Diplomasinin Ustaları Devrede
Cumhurbaşkanı Erdoğan'ın son haftalardaki yoğun telefon trafiği adeta bir diplomasi fırtınası yaratmış. Dünya liderleriyle yapılan görüşmeler, aslında herkesin bildiği ama kimsenin tek başına çözemeyeceği bir bulmacaydı. Ankara ise bu bulmacanın kayıp parçasını bulmak için kolları sıvadı.
Şu rakamlar oldukça çarpıcı: Son bir ayda 15'ten fazla ülke lideriyle doğrudan temas, 30'dan fazla diplomatik görüşme ve sayısız kapalı kapı toplantısı. Bu yoğun tempo, aslında Türkiye'nin bölgedeki ağırlığını bir kez daha gösterdi bize.
Avrupa Basını Ne Diyor?
Le Figaro'nun "Türkiye'nin Zaferi" başlıklı analizi gerçekten dikkat çekici. Gazete, "Ankara'nın dengeli ve ılımlı duruşunun taraflar arasında güven oluşturduğunu" vurguluyor. Doğrusu, bu tespit oldukça isabetli görünüyor.
El Pais ise daha net konuşmuş: "Erdoğan, hem Hamas hem İsrail nezdinde saygınlığını koruyan tek lider. Bu da onu vazgeçilmez bir arabulucu yapıyor." Haklılar mı? Bence oldukça haklılar.

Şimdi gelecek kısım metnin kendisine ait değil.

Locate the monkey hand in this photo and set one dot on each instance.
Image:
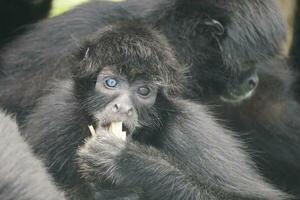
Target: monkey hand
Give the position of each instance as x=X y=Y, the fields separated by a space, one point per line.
x=99 y=155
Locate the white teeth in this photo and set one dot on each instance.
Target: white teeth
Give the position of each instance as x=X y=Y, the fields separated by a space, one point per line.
x=116 y=129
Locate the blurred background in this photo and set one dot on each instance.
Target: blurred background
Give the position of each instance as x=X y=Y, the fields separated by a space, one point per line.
x=288 y=8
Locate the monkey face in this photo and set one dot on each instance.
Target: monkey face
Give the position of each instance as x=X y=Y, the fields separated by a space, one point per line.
x=116 y=99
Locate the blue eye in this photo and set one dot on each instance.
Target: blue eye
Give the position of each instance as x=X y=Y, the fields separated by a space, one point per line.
x=144 y=91
x=111 y=82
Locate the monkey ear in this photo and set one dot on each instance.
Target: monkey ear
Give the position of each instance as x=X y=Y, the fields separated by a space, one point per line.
x=215 y=26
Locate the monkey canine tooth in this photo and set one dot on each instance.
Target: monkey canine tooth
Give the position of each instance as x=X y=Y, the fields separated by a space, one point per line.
x=116 y=129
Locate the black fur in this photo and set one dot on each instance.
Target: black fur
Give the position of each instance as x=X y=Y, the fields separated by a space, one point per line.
x=216 y=38
x=16 y=13
x=176 y=152
x=22 y=176
x=295 y=50
x=269 y=124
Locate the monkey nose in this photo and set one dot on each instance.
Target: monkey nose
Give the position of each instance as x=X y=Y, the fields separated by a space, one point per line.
x=117 y=108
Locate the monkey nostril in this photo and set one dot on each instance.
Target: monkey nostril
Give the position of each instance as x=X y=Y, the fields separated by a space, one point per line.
x=130 y=111
x=116 y=107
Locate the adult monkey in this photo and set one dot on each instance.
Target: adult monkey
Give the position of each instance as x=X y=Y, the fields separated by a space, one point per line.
x=270 y=124
x=23 y=176
x=220 y=40
x=174 y=149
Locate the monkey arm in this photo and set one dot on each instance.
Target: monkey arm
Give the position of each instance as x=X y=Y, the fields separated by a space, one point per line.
x=139 y=167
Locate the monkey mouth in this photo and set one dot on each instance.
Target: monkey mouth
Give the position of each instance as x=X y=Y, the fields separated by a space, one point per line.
x=118 y=127
x=235 y=99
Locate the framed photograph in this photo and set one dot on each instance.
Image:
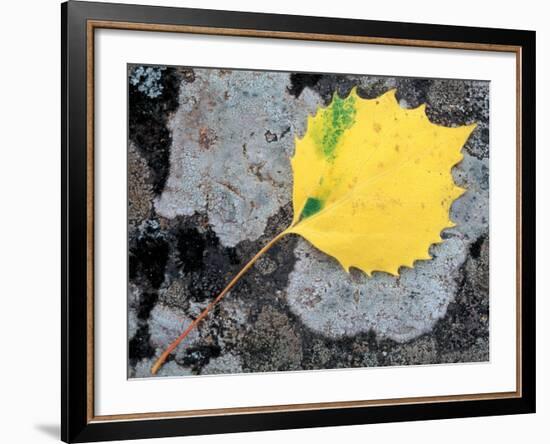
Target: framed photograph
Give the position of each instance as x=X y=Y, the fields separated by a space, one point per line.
x=275 y=221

La Repubblica'nın yorumu ise belki de en çarpıcı olanı: "Türkiye, Batı'nın yıllardır kaybettiği dengeyi sağlamayı başardı." Bu sözler, Avrupa'nın içine düştüğü açmazı da özetliyor aslında.
Peki Nasıl Başarıldı?
İşin sırrı, Ankara'nın 'dengeli güç' politikasında yatıyor. Türkiye, bir yandan İsrail'e insani yardım koridoru için baskı yaparken, diğer yandan Hamas'ı daha ılımlı bir tutum almaya ikna etti. Bu ince ayar diplomasisi, tarafların masaya oturmasını sağladı.
Düşünsenize, bir tarafta Batı'nın geleneksel müttefikleri, diğer tarafta Ortadoğu'nun karmaşık dengeleri. Arada kalmak yerine, tam ortada durmayı başaran bir Türkiye var. Bu pozisyon, aslında yıllardır oluşturulan dış politika birikiminin ürünü.

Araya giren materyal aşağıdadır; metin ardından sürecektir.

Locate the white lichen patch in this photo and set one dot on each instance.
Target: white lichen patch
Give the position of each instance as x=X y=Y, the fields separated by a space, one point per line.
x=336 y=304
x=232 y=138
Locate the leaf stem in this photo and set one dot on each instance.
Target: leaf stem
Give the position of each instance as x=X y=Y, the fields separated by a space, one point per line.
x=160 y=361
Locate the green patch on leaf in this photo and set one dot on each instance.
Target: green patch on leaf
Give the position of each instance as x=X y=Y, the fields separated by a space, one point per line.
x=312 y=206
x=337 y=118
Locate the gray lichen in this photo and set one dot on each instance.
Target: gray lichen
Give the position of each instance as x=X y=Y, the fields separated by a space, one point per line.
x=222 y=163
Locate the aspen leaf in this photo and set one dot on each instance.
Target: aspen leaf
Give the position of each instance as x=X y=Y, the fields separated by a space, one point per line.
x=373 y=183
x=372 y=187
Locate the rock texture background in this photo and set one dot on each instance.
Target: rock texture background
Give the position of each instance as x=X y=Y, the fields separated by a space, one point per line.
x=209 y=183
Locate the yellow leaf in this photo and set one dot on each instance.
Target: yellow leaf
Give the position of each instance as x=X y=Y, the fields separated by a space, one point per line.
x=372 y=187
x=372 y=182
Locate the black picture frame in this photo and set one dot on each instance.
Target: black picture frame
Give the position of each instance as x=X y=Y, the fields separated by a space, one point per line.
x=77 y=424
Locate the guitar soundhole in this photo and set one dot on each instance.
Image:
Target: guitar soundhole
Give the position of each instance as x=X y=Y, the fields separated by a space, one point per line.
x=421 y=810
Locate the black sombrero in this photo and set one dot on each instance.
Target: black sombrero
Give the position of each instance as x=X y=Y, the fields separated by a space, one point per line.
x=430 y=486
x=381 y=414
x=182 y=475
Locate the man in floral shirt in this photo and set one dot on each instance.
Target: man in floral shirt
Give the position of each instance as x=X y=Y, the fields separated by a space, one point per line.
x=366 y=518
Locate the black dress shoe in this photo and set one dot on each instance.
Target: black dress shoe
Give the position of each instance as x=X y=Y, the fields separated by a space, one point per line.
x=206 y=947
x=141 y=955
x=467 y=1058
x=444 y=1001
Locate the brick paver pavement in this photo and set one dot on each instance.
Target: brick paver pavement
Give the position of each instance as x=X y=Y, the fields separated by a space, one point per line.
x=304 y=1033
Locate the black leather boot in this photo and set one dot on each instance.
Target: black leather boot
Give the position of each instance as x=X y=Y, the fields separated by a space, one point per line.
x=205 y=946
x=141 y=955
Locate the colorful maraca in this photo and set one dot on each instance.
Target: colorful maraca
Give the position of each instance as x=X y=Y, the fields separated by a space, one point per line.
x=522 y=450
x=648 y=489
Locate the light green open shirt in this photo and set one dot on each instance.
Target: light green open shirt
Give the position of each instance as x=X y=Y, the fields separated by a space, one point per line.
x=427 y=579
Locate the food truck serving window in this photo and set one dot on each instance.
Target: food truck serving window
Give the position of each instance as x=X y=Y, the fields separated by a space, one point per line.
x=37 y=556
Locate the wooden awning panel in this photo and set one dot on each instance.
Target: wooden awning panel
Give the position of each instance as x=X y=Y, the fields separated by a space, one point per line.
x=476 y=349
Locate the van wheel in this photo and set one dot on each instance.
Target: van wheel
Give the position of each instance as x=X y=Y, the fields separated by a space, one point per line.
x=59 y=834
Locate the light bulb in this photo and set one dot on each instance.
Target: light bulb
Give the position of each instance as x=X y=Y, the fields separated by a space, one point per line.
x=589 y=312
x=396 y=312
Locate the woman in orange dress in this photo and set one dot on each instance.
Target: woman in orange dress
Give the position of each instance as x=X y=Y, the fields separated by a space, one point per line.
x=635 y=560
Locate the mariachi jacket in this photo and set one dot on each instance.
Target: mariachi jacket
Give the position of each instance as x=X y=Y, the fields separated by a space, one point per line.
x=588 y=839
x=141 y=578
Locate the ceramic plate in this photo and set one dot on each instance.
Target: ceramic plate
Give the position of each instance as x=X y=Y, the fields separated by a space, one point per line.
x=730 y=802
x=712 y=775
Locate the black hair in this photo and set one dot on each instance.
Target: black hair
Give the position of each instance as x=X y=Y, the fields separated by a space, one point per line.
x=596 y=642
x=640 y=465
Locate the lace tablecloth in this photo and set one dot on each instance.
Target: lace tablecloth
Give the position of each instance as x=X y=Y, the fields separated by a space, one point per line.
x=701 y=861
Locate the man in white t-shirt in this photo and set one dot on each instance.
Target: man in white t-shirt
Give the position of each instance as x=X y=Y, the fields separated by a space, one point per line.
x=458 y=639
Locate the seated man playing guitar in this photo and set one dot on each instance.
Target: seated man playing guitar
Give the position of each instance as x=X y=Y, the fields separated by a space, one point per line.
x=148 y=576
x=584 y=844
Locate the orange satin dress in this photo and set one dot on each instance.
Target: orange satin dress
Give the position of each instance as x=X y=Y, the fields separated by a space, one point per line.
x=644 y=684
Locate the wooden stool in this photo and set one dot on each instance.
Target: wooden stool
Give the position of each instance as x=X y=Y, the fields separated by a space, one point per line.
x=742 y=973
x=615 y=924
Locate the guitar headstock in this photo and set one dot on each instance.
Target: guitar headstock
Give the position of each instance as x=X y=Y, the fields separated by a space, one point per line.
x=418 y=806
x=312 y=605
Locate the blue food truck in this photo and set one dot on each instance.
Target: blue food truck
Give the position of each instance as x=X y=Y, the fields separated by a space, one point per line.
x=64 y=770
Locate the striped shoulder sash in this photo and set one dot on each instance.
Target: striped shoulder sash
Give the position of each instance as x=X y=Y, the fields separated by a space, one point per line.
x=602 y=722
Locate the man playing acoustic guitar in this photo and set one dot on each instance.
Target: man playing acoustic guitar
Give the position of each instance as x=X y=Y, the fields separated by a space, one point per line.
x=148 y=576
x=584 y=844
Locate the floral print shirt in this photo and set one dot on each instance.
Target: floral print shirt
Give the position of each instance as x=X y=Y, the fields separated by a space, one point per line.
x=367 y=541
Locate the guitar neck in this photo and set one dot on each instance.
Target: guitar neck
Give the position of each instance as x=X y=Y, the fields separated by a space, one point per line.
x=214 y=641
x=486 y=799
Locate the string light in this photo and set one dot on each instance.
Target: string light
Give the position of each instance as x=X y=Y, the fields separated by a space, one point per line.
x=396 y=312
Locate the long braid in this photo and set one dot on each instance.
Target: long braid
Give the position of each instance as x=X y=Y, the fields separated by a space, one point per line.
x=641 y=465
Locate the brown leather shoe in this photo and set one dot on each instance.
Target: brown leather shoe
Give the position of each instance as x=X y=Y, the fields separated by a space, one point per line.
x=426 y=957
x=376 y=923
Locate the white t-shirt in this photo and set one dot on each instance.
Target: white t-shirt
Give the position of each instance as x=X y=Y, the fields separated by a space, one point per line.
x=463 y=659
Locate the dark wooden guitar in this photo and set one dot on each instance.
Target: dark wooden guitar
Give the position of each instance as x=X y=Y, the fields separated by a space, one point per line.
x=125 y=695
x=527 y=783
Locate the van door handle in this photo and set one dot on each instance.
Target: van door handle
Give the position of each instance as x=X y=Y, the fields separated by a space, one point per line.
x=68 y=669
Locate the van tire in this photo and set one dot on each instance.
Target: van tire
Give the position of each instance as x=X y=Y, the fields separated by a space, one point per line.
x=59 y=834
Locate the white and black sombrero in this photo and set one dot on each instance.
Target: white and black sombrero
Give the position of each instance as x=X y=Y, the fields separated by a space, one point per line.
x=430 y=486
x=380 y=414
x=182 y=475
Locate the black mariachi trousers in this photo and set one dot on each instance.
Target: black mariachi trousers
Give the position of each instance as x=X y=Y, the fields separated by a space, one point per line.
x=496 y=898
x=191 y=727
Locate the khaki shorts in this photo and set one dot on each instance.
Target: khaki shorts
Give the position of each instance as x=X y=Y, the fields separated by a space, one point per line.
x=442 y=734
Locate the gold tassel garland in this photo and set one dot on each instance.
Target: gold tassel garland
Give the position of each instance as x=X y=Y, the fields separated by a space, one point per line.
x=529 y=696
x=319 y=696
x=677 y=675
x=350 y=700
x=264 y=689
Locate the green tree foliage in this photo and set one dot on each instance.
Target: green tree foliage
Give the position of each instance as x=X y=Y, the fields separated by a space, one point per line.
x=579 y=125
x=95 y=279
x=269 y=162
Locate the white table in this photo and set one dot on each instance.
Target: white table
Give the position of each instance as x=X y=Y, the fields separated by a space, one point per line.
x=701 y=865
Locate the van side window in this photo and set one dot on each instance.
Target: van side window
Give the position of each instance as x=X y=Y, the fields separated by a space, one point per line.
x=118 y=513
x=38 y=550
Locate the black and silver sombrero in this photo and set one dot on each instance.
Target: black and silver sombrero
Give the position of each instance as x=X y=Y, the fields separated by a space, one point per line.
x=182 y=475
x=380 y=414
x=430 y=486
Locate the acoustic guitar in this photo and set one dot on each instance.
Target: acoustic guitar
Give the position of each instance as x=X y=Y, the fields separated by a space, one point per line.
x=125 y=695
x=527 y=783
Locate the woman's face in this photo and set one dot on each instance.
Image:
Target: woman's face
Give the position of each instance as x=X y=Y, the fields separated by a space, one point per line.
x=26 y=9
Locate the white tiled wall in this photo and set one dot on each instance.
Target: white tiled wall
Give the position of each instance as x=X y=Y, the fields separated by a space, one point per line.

Şunu da eklemek gerek: Bu başarı sadece bugünün eseri değil. Türkiye'nin bölgedeki tarihi bağları, kültürel yakınlığı ve ekonomik ilişkileri, onu doğal bir arabulucu yapıyor. Kimse bunu inkâr edemez.
Sonuç Ne Olacak?
Ateşkes şu an için sağlandı ama asıl mesele kalıcı barışı tesis etmek. Bu noktada Türkiye'nin rolü daha da kritik hale geliyor. Çünkü artık herkes anladı ki, Gazze denkleminin çözümü Ankara'nın aktif katılımı olmadan mümkün değil.
Avrupa basını bu gerçeği nihayet fark etti. Belki biraz geç kaldılar ama sonunda doğru teşhisi koydular. Türkiye, uluslararası diplomasideki ağırlığını bir kez daha hissettirdi.
Peki ya bundan sonra? Göreceğiz. Ama şunu söyleyebilirim: Ankara'nın bu başarısı, sadece bölgesel değil küresel dengeleri de etkileyecek gibi görünüyor. En azından Avrupa basını böyle düşünüyor.